Sarasota gets ready for March elections

There’s a good story in today’s Herald Tribune about the preparations for Sarasota’s upcoming March elections, when no doubt the county’s voting systems will be closely watched.

MIT colleague Ted Selker had two very good observations in this story:

Some researchers have criticized her design of the Nov. 7 ballot because she placed the governor’s race and the District 13 congressional race on the same touch-screen page.

That could have caused voters to miss the congressional race and could have been the reason for its 18,000 so-called undervotes, experts have said.

It is the sort of avoidable confusion that elections supervisors could easily circumvent, said Ted Selker, an associate professor at Massachusetts Institute of Technology and co-director of the Caltech/MIT Voting Technology Project.

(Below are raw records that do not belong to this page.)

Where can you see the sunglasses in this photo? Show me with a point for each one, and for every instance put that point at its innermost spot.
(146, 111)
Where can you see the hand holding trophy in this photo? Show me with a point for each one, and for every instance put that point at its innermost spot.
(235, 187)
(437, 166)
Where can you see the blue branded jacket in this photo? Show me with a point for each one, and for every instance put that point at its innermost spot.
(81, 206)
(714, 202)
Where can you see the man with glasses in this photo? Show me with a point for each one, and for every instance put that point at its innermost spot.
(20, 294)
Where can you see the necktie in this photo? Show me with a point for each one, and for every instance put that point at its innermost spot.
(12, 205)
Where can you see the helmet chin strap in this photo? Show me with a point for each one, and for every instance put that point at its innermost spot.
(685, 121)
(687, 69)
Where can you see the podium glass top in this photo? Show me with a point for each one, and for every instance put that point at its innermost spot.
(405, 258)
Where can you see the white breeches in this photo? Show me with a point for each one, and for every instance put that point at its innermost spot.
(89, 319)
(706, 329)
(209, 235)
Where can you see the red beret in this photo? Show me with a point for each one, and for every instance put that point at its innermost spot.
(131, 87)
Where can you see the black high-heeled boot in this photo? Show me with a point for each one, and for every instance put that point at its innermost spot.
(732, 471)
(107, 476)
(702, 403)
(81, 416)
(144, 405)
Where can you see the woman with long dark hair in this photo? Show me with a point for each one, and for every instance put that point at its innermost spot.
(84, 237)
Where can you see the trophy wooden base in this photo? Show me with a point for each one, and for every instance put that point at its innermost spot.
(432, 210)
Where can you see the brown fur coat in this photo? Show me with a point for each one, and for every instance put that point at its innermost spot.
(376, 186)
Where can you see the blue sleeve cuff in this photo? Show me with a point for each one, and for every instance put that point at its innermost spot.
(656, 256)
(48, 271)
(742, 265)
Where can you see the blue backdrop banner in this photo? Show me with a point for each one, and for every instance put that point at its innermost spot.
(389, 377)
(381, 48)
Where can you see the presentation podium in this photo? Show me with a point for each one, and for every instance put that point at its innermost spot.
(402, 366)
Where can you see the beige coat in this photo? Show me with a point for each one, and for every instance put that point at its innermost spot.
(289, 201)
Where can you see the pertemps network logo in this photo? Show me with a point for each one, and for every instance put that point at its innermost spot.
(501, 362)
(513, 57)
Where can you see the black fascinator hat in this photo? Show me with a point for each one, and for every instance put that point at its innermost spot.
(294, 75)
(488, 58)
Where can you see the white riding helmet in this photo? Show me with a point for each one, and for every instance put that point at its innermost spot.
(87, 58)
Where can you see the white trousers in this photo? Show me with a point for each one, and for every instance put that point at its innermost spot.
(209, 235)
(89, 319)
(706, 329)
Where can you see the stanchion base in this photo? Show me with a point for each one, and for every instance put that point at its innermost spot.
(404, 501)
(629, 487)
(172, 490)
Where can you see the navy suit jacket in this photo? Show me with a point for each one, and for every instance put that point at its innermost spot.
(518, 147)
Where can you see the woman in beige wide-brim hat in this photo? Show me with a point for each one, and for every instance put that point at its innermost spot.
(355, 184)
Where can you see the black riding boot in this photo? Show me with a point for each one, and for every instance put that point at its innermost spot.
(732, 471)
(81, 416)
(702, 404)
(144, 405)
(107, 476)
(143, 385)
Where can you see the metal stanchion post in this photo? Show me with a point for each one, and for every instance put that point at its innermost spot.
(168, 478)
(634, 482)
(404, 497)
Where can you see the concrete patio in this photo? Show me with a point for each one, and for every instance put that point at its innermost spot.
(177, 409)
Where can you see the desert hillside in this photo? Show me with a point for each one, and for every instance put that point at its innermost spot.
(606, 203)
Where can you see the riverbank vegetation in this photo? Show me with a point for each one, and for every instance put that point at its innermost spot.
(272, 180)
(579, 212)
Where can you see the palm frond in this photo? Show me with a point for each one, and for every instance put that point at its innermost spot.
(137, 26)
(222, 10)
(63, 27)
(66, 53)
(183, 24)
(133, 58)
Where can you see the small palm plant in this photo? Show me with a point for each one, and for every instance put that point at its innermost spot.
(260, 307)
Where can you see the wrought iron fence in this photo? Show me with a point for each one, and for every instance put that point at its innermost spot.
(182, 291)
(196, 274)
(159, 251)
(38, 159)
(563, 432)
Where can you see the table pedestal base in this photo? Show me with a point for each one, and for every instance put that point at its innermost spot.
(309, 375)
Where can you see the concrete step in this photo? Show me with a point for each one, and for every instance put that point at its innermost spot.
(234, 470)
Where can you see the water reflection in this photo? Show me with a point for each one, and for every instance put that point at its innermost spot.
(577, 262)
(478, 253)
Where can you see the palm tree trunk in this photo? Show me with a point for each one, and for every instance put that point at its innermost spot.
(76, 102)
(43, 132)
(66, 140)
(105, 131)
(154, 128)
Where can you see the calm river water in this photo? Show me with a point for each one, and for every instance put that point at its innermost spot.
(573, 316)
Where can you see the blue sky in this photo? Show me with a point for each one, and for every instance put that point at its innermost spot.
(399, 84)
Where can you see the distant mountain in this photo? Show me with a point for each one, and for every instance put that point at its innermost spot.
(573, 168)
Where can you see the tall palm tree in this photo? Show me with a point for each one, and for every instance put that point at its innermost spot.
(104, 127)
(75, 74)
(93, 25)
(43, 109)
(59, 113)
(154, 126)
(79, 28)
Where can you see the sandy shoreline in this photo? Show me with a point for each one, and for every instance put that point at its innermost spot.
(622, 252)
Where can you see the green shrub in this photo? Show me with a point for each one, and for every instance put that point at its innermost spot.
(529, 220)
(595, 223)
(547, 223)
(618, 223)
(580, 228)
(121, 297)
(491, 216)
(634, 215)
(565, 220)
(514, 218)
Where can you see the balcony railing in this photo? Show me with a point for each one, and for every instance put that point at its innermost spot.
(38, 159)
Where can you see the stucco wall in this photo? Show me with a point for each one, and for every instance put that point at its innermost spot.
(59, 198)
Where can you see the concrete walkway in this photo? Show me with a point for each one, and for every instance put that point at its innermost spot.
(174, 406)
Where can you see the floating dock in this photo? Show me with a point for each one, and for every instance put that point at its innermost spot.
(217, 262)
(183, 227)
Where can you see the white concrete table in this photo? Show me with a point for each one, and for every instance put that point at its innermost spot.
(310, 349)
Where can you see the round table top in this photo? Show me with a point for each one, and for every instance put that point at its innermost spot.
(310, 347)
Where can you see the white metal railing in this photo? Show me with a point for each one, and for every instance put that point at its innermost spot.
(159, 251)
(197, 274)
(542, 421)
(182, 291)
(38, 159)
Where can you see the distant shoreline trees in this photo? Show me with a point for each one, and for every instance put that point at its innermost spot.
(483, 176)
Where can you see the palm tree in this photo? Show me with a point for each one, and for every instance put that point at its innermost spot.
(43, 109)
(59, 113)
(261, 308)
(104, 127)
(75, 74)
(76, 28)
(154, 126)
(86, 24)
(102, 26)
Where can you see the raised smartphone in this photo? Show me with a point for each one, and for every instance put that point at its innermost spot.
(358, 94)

“If they just did a really, really simple thing — one race, one page — that would make a huge difference,” Selker said. “By putting a big one and a little one, you don’t see the little one.”

And:

On Feb. 22 at 9 a.m., Dent’s office will hold so-called “logic and accuracy” testing to ensure that the ballots are positioned correctly on the touch-screens and that votes are being properly recorded.

It is also the time when people can contest the design of the ballot.

“If they have a problem with the ballot then, we can make adjustments,” Dent said.

But few people usually show up for the review, often leaving ballot approval to representatives from political parties.

Some elections experts would like the state to mandate that supervisors use samples of voters to test how they interact with ballot designs prior to elections.

“No ballot should ever be used without a bunch of people trying to vote on it,” Selker said.

Indeed, the L&A testing process is one where errors can and should be caught, but in order for these errors to be found, there does need to be broader involvement of researchers in the L&A process. Many election officials have worked to both publicize their pre-election L&A activities, and to involve the research community in that process (Thad and I have observed many L&A tests, in a number of jurisdictions, for example). Election officials should continue to reach out … but researchers should also step up here and help election officials test ballot designs and ballot logic when they have the opportunity.